In [2]:
from langchain_community.document_loaders import PyPDFLoader
from langchain.text_splitter import RecursiveCharacterTextSplitter
from langchain_community.embeddings import OpenAIEmbeddings
# from langchain_milvus import Milvus
from langchain_community.vectorstores import Milvus
from langchain_openai import ChatOpenAI
from langchain_core.prompts import ChatPromptTemplate
from langchain.chains.combine_documents import create_stuff_documents_chain
from langchain.chains import create_retrieval_chain

# 1. Load and split documents
loader = PyPDFLoader("attention.pdf")
docs = loader.load()

text_splitter = RecursiveCharacterTextSplitter(chunk_size=1000, chunk_overlap=20)
documents = text_splitter.split_documents(docs)

# 2. Generate embeddings
embedding = OpenAIEmbeddings()

# 3. Store in Milvus (connect to your Milvus instance)
milvus_vectorstore = Milvus.from_documents(
    documents[:30],
    embedding,
    connection_args={
        "host": "localhost",  # or your IP or Zilliz endpoint
        "port": "19530",
    },
    collection_name="attention_docs"
)

# 4. Prepare the LLM and prompt
llm = ChatOpenAI(model="gpt-3.5-turbo", temperature=0.7)
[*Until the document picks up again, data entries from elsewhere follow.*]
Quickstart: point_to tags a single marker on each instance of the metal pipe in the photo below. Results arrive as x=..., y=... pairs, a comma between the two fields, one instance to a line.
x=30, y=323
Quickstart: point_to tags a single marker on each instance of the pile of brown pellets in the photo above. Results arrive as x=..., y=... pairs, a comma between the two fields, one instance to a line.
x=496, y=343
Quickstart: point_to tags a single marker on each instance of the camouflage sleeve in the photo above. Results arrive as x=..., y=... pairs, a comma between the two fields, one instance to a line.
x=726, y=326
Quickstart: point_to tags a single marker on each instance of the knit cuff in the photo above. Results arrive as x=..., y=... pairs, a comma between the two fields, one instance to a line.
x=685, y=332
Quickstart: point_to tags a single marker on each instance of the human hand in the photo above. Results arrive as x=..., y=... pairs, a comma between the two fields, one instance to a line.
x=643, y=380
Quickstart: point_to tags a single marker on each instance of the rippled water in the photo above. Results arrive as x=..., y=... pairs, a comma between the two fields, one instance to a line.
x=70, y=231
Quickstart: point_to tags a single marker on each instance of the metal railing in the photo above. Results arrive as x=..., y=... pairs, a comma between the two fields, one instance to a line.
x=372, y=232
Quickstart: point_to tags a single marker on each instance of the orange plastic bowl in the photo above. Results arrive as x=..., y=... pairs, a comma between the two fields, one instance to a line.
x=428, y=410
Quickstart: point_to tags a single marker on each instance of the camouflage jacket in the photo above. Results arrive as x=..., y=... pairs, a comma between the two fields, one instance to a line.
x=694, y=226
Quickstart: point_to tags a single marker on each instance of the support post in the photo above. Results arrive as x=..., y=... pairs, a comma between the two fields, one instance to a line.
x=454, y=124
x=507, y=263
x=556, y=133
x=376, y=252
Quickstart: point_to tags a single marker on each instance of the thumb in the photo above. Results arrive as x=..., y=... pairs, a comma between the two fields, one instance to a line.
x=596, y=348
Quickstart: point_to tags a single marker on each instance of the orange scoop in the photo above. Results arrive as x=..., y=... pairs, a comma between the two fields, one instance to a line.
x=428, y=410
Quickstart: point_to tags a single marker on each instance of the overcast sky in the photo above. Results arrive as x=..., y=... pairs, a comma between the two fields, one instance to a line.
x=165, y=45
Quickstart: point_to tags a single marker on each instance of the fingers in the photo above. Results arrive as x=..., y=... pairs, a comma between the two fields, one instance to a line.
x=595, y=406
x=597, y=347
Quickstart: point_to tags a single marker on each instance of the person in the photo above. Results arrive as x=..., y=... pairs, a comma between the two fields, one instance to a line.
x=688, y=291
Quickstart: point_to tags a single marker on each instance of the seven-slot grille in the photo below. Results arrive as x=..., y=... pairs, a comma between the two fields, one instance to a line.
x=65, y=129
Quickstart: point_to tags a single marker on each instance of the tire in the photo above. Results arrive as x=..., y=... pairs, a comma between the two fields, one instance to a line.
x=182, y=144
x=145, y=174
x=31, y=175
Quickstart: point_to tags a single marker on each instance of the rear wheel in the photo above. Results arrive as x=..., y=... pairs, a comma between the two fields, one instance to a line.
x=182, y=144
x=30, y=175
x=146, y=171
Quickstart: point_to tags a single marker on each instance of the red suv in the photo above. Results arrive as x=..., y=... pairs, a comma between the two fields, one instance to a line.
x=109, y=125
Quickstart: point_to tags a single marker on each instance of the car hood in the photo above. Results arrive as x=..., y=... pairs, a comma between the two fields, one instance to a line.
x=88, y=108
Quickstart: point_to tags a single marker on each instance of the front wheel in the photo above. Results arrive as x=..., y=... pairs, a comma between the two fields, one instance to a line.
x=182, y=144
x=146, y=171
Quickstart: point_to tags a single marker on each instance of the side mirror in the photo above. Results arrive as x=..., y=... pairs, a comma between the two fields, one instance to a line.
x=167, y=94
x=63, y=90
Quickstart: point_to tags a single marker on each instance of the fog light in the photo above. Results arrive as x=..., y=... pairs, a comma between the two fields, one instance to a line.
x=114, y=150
prompt = ChatPromptTemplate.from_template("""
Answer the following question based only on the provided context. 
Think step by step before providing a detailed answer. 
I will tip you $1000 if the user finds the answer helpful. 
<context>
{context}
</context>
Question: {input}
""")

# 5. Create document chain and retrieval chain
document_chain = create_stuff_documents_chain(llm, prompt)
retriever = milvus_vectorstore.as_retriever()
retrieval_chain = create_retrieval_chain(retriever, document_chain)

# 6. Invoke with a query
response = retrieval_chain.invoke({"input": "Scaled Dot-Product Attention"})
print(response['answer'])


  embedding = OpenAIEmbeddings()


Scaled Dot-Product Attention is a type of attention mechanism used in the Transformer model. It involves computing the dot products of queries with keys, dividing them by the square root of the dimensionality, and applying a softmax function to obtain weights on the values. This mechanism is used to determine the compatibility between the query and key values, ultimately generating output values based on these computations. It is an efficient and space-saving method compared to other attention mechanisms, especially for larger values of dimensionality.